Os povos são indestacáveis de sua paisagem. As montanhas definem o limite da forma como são percebidas. Uma família via, a cada manhã, um acidente geográfico como o Pico do Itabirito. As crianças imaginavam que nele existia vida, cavernas, cursos d’água, seres mágicos. Os pais sonhavam em levar os filhos para conhecê-lo. De repente, vão chegando veículos e máquinas, pesadas, provocando vibrações, fazendo a casa tremer e se encher de poeira. Chegaram os desalmados, os infames encarregados da corrosão da Beleza e da Vida.

Quantas montanhas que narram nossa história em suas trilhas e caminhos reais, em suas penedias e vales foram, estão sendo ou querem que sejam degradadas, junto com seus povoados, igrejas, cemitérios: Itatiaiuçu, Brumadinho, Igarapé, Mateus Leme, Mariana, Rola Moça, Brigadeiro, Caparaó, Espinhaço! Somente o minério é considerado como uma riqueza, nada mais sutil é digno de valor: quantas flores e animaizinhos que nem chegaram a ser conhecidos pela Ciência, vão poluídos, degradados, destruídos, extintos. Quantos habitantes se empobrecerão para enriquecimento de quem-sabe-quem?

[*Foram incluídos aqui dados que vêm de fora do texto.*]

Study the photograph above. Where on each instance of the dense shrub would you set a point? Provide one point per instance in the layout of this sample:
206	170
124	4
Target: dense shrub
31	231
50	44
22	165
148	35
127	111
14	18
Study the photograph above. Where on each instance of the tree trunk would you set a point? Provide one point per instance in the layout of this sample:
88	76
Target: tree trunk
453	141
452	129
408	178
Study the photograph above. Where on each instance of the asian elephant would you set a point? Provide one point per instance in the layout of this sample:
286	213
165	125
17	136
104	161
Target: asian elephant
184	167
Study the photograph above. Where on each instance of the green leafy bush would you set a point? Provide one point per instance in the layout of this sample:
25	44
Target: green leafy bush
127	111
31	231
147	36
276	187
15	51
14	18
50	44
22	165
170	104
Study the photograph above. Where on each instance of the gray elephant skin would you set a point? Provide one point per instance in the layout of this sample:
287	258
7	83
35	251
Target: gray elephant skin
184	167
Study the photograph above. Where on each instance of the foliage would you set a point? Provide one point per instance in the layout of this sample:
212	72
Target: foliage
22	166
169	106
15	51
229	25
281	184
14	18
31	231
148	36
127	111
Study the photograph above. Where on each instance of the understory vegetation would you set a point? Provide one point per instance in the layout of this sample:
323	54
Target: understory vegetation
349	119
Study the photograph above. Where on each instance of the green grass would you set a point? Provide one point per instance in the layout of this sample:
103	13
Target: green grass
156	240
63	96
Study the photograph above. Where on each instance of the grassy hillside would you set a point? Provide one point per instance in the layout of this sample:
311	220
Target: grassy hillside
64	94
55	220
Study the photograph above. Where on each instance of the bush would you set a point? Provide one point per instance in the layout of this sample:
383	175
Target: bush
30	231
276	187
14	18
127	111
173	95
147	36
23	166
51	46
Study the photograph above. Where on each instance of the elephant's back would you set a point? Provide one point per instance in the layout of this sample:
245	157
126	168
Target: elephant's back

Só o minério, só o ferro tem valore vale, só seu forte magnetismo é capaz de atrair os desumanos. O ferro atrai o ferro, o ferro dos corações sem alma. Os corações cruéis não se comovem com um beija-flor voejando sobre uma flor de um campo de canga. Não pensa se ele está chocando ovos em seu ninho ou se tem filhotes para alimentar. Não importa, na sofreguidão para arrancar o ferro das entranhas de nossas Min as Gerais, os tratores vão esmagando tudo a sua frente.

Nosso planeta é chamado planeta telúrico, por sua composição rochosa, mais densa e compacta do que os planetas ditos gasosos. A Terra é composta por mais de 30% de ferro. Para que destruir nossas paisagens, nossas comunidades, nossas vidas minerando um elemento tão profuso? Para que buscá-lo em nossas montanhas se existe por toda parte? Por que destruir uma beleza que poderia ser fruída e protegida por nossos sucessores que, suponho, não serão tão insensíveis ao mágico encanto da Vida? Oh,

bárbaros desalmados! Devoram e corrompem a carne materna, conspurcam e devoram o seio que os alimenta. São piores do que os caçadores de cabeça de Sumatra que usavam cabeças humanas como dinheiro. Vocês vendem a carne materna e tratam seus filhos humanos como meros robôs, que escraviza com salários irrisórios.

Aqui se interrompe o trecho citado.